Overview of different proteins whose behavior depends on the loading axis and of bacterial associated proteins whose unfolding characteristics imply the possibility of similar anisotropic behavior

Protein/structure	Interaction model	References
Ubiquitin	Direction-dependent unfolding	Carrion-Vazquez et al. (2003)
GCN4 protein	Anisotropic response to pulling	Gao et al. (2011)
Src SH3 protein	Anisotropic response to applied force	Jagannathan et al. (2012)
Green fluorescent protein (GFP)	Anisotropic deformation response	Dietz et al. (2006)
E2Lip3	Anisotropic unfolding	Brockwell et al. (2003)
Photoactive yellow protein (PYP)	Anisotropic unfolding	Nome et al. (2007)
Escherichia coli FimH	Shear-enhanced adhesion	Thomas et al. (2004), Aprikian et al. (2007), Yakovenko et al. (2008)
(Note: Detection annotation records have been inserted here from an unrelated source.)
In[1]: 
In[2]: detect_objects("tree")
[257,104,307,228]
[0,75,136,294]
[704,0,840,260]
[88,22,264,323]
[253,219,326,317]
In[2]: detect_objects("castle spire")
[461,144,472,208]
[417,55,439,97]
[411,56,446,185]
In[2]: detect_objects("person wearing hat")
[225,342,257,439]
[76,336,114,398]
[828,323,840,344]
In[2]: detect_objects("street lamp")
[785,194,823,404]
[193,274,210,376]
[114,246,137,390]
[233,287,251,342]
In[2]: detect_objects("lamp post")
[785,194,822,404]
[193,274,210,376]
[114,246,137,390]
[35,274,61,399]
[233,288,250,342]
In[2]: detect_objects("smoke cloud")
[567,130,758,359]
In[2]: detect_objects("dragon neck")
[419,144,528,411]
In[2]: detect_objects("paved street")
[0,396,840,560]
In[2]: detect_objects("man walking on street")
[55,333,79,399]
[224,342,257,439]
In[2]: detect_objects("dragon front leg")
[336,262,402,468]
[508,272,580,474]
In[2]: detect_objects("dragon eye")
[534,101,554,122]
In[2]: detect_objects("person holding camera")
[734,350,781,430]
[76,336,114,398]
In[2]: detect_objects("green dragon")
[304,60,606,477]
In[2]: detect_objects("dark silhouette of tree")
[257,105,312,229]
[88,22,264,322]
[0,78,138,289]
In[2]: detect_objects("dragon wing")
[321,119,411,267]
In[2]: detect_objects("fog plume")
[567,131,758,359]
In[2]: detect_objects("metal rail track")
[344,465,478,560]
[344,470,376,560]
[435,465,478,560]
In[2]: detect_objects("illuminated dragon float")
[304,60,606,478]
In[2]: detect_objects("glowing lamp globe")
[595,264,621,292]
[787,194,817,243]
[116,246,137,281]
Candida albicans Als5p cell adhesion protein	Sequential unfolding	Alsteens et al. (2009)
Bordetella pertussis adhesin FHA	Sequential unfolding	Alsteens et al. (2013)
Pili from Lactobacillus rhamnosus GG	Zipper-like	Tripathi et al. (2013)
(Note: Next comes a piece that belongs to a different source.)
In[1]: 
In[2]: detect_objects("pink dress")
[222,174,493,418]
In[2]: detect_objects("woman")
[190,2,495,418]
Streptococcus mutans P1 adhesin	Zipper-like	Sullan et al. (2015)
Als amyloids of Candida albicans	Zipper-like	Alsteens et al. (2012)

As shear is present almost everywhere inside the human body, e.g., in the oral cavity, blood vessels, intestine, and lungs, it suggests that firm attachment by resisting shear forces is mandatory for bacteria in order to persist in an adhered state. Proteins highly involved in the adhesion of different bacterial strains have shown to exhibit similar unfolding patterns compared to other proteins, which are highly anisotropic in their unfolding. Additionally, the shear strengthening of FimH in E. coli supports the implications for the possibility of direction-dependent adhesion mechanisms in bacteria, similar to those suggested for mammalian cells (Isabey et al. 2013). By probing friction forces and the adhesion forces lateral to the surface, specific information can be obtained that possibly provide new clues for anti-adhesive, or easy to clean surfaces. It is impossible to say which type of lateral force has more impact on bacterial adhesion, and the frictional forces probably contribute most to the transitions from unbound to surface attached, while it is likely that shear adhesion forces are most important in remaining an adhered state. As such, the frictional forces seem most interesting for design of non-fouling surface, while the shear adhesion force could help in designing strategies for bacterial removal. Nano-topographic surfaces could perhaps alter the direction in which bacteria experience shear forces, making them less likely to adhere, or easier to be removed.

Bacteria have outsmarted mankind by adapting resistance to a major part of our antibiotic spectrum, resulting in an increase in infections which are extremely hard to resolve (Spellberg et al. 2013; Wellington et al. 2013). In order to prevent infection there are many aspects of bacterial adhesion and biofilm formation requiring our utmost attention. The many suggestions for anisotropy of bacterial adhesion forces therefore imply that studying forces between bacteria and surfaces in multiple directions are desirable, as it might reveal precious information that can help in making crucial steps toward the development of new and more efficient anti-bacterial strategies.